Percibo un grito de advertencia contra nosotros mismos. Un grito que nos abre los ojos a todos los seres que, desconociendo el origen de nuestras más íntimas motivaciones, nos vemos envueltos en nuestras propias atrocidades o bondades.
El amor después del amor
Esta obra me deja un sabor agridulce. Converso con mi hermana, que la ha visto por primera vez, está llena de vida y emoción. Ella no refuta nada, se dejó seducir por los encantos del teatro. Por el contrario, yo me quedo repasando ciertos momentos, aquellos gestos y sentencias que va disparando la obra. Sigue siendo Shakespeare, pero ya no es su tiempo, ni su contexto. Hoy la vida es otra, los ritmos han cambiado. El amor ya no es el mismo y tampoco aceptado como disfraz de la represión. El logro de esta puesta radica en su insatisfacción con el final de la versión original. Pero el resto de la obra sigue siendo una máscara que esconde varias verdades.
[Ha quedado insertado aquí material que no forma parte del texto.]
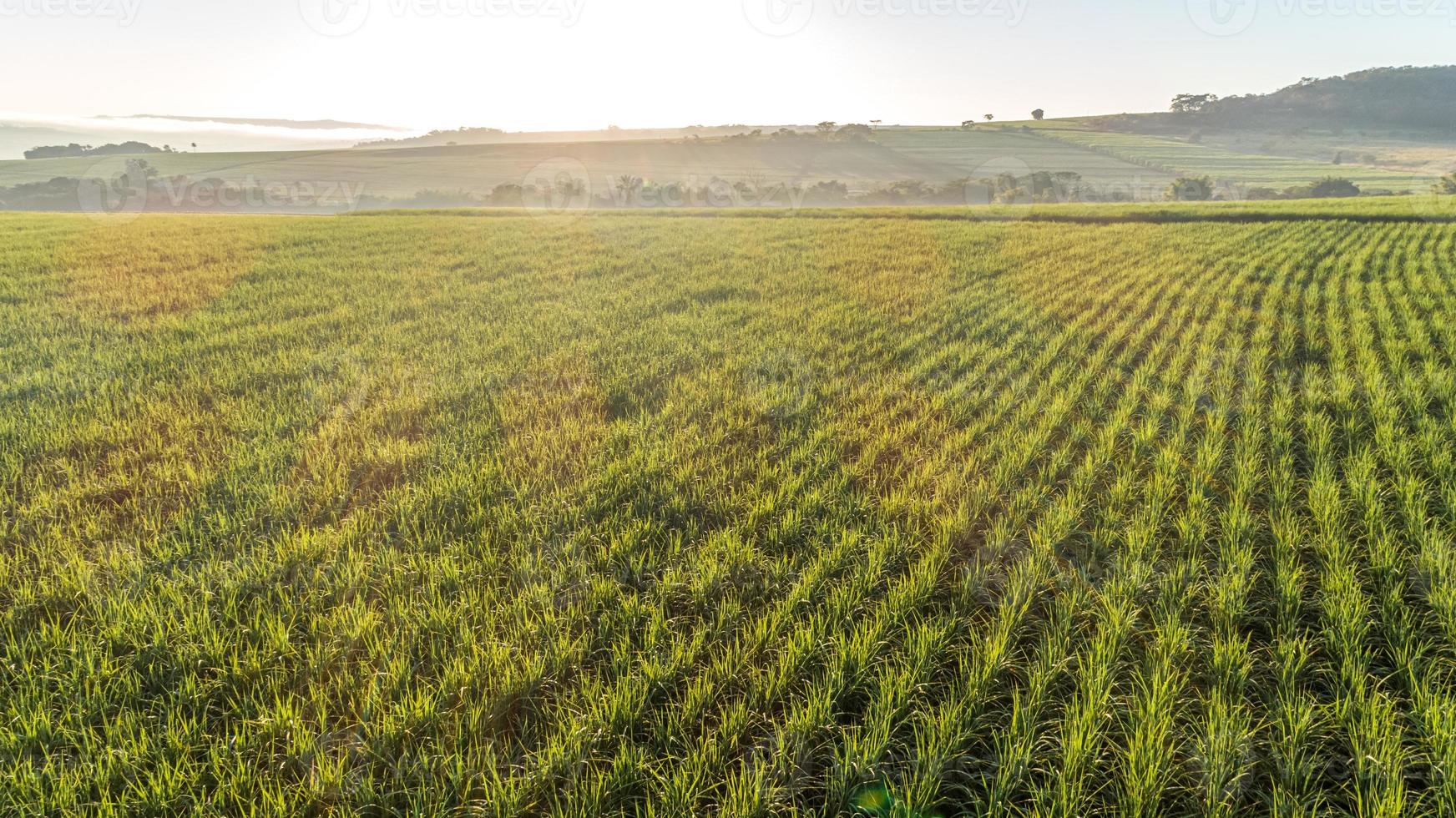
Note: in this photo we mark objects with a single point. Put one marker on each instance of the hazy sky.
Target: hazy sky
(536, 64)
Ese sabor agridulce me hace preguntarme: ¿Dejaremos caer en algún momento todas las máscaras? ¿Será posible eso? No lo sé. Solo cargo conmigo este gusto de saberme humano e incapaz de comprenderme en ciertos momentos. En el camino a casa escuchamos el Artaud del Flaco Spinetta y otra brisa de ternura nos conduce a nuestro destino.